La lenta natura del tempo

Per Penelope attesa e lentezza, erano vita;
per Ulisse, vent’anni, il rientro a casa.
L’attesa e la lentezza del tempo, erano normalità.
E mai nessuno si fermò a riflettere, sulla normalità.
Nessun poema, nessun racconto, nessuna ode.
I viaggi duravano anni, a piedi, a cavallo, in caravelle;
nelle clessidre scorreva sabbia, con normale lentezza. Naturalezza.
Avvenne poi l’impensato, l’inimmaginato,
pensato e immaginato solo dai pochi,
che confusero il tempo per un nemico,
la chiamarono Rivoluzione. Lo chiamarono ingegno,
creando l’ingannevole concetto, della “perdita di tempo”.

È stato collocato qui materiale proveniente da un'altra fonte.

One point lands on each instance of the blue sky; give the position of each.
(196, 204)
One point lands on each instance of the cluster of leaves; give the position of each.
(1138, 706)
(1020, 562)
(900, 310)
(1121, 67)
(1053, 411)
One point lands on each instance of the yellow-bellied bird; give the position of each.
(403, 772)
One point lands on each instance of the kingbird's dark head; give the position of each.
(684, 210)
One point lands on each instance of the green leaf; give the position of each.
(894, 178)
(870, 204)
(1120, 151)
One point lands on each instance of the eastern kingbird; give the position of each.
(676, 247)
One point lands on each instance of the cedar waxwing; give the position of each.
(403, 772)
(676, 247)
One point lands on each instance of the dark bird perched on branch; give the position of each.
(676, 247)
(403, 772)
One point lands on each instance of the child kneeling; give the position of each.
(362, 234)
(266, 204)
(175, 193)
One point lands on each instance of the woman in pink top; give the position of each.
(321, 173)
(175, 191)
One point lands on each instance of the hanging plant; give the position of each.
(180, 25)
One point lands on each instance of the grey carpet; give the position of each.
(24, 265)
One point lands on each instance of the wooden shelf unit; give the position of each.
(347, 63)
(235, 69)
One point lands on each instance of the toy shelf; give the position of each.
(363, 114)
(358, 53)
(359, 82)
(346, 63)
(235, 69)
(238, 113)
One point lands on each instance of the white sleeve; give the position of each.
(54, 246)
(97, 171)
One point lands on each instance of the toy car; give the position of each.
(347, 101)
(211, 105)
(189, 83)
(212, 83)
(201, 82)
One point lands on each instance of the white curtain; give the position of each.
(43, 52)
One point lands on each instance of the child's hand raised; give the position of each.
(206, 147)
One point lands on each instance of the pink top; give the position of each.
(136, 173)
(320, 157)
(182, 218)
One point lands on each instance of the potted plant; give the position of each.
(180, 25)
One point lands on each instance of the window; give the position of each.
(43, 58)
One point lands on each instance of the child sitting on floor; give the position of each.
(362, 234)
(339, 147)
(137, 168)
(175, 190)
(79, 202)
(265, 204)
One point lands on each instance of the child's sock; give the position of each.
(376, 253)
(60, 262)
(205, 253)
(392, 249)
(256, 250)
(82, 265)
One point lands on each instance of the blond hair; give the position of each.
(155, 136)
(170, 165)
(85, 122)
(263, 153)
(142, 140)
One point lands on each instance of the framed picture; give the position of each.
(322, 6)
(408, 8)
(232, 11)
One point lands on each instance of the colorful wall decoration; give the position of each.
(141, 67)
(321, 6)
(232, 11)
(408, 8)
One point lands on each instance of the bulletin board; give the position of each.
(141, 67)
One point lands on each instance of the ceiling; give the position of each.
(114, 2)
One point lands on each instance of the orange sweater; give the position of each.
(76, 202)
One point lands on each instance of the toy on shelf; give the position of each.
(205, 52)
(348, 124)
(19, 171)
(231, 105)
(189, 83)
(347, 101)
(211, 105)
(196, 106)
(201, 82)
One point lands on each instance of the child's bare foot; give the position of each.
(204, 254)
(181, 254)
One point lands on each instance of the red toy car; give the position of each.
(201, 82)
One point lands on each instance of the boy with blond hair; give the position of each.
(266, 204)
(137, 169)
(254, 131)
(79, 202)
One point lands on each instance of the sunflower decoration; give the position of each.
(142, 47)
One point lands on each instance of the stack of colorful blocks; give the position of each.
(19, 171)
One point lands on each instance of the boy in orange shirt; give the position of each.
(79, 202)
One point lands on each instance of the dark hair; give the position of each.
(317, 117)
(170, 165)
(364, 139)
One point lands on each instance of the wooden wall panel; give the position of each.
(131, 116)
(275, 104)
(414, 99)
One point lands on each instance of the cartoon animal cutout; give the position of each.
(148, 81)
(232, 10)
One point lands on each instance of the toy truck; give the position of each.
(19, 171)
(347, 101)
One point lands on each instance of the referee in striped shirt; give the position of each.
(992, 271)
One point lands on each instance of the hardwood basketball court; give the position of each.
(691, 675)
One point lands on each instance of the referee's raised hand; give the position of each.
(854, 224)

Da normale costante, l’attesa e la lentezza del tempo
divennero anormali, innaturali, un male,
un’anomalia nel sistema a cui porre rimedio.
Il tempo assunse velocità, diventando denaro,
partorendo la schiavizzante nozione, del “tempo risparmiato”.
La clessidra venne messa al rogo, a rimpiazzarla un ingranaggio
di precisione, misurante i millisecondi che da quel momento
avrebbero scandito la disumana esistenza, dell’essere umano.
Penelope attende ora Ulisse, armata di cronometro.
Una produzione in serie, garantisce un millantato successo.
I due intraprendenti signori esaltano la velocità ed il “tempo guadagnato”,
mentre il dotto dalla folta barba asserisce che
il nuovo meccanismo “ruba il tempo necessario,
al consumo di aria fresca e al godimento della luce del sole”.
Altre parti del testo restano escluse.